Tim Pembina Lembaga Kemahasiswaan notabene adalah para profesional alumnus UIN Jakarta yang pernah aktif dalam kehidupan dan kegiatan lembaga intra kampus pada zamannya. Idealnya Tim Pembina Lembaga Kemahasiswaan dapat menjadi Mitra strategis bagi Bagian Kemahasiswaan.
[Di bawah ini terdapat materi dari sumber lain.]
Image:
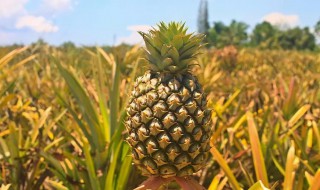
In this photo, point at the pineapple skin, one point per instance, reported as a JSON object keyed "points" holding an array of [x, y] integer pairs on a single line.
{"points": [[168, 124]]}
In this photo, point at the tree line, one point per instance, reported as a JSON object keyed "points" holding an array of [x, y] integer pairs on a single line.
{"points": [[264, 35]]}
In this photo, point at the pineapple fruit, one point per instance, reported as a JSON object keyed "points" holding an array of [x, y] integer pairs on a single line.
{"points": [[168, 122]]}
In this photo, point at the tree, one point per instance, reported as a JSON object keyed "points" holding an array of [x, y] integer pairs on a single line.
{"points": [[203, 24], [297, 38]]}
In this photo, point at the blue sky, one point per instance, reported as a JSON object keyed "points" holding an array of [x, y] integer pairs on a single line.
{"points": [[109, 22]]}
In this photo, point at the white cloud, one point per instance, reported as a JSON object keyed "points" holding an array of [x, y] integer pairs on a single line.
{"points": [[11, 8], [134, 37], [58, 5], [36, 23], [280, 19]]}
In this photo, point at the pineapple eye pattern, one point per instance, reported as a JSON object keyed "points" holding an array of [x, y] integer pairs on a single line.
{"points": [[168, 122]]}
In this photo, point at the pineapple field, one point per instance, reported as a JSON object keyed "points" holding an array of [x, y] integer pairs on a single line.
{"points": [[69, 116]]}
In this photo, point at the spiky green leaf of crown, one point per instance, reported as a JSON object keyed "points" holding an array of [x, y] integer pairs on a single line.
{"points": [[170, 49]]}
Tim Pembina memiliki tugas pokok dan fungsi, antara lain: memberi saran dan kritik atas kebijakan terkait lembaga maupun kegiatan kemahasiswaan, memberi masukan program kemahasiswaan untuk meningkatkan kualitas serta kapasitas lembaga mahasiswa, menjadi jembatan komunikasi antara pihak mahasiswa dan rektorat.
Sayangnya, Tim Pembina Lembaga Kemahasiswaan paska kegiatan Leadership Development Program bulan Juli 2017 lalu mulai disingkirkan, sehingga tertutup dari informasi internal kemahasiswaan. Praktis sejak PBAK 2017, Tim Pembina tidak berfungsi dalam memberikan awarness menghindari potensi konflik maupun dalam rangka merespon situasi aktual. Tentu Tim Pembina sangat menghormati sikap atau memaklumi kondisi tersebut.
Semoga saja kondisi tersebut terjadi bukan karena ada oknum pejabat di Bagian Kemahasiswaan yang gerah dengan keberadaan Tim Pembina Lembaga Kemahasiswaan. Padahal, Tim Pembina itu tidak digaji dan mereka bersedia meluangkan waktu menjadi Tim itu murni demi mendedikasikan dirinya untuk almamater tercinta.
Tim Pembina masih berkeyakinan bahwa masih ada orang-orang baik di Bagian Kemahasiswaan yang loyal dan mencintai Almamater UIN Jakarta. Sejauh ini pun, Rektor dan Wakil Rektor Bidang Kemahasiswaan masih sangat mendukung keberadaan Tim Pembina Lembaga Kemahasiswaan.
SARAN PAMUNGKAS
Saya yakin UIN Jakarta akan lebih sukses lagi bila Bagian Kemahasiswaan para pejabatnya (terutama yang menangani langsung kegiatan kemahasiswaan dan melayani lembaga mahasiswa) diisi oleh kader Alumnus UIN Jakarta yang juga anti korupsi, paham sejarah perkembangan lembaga kemahasiswaan, dan memiliki kecintaan terhadap Alamamater UIN Jakarta.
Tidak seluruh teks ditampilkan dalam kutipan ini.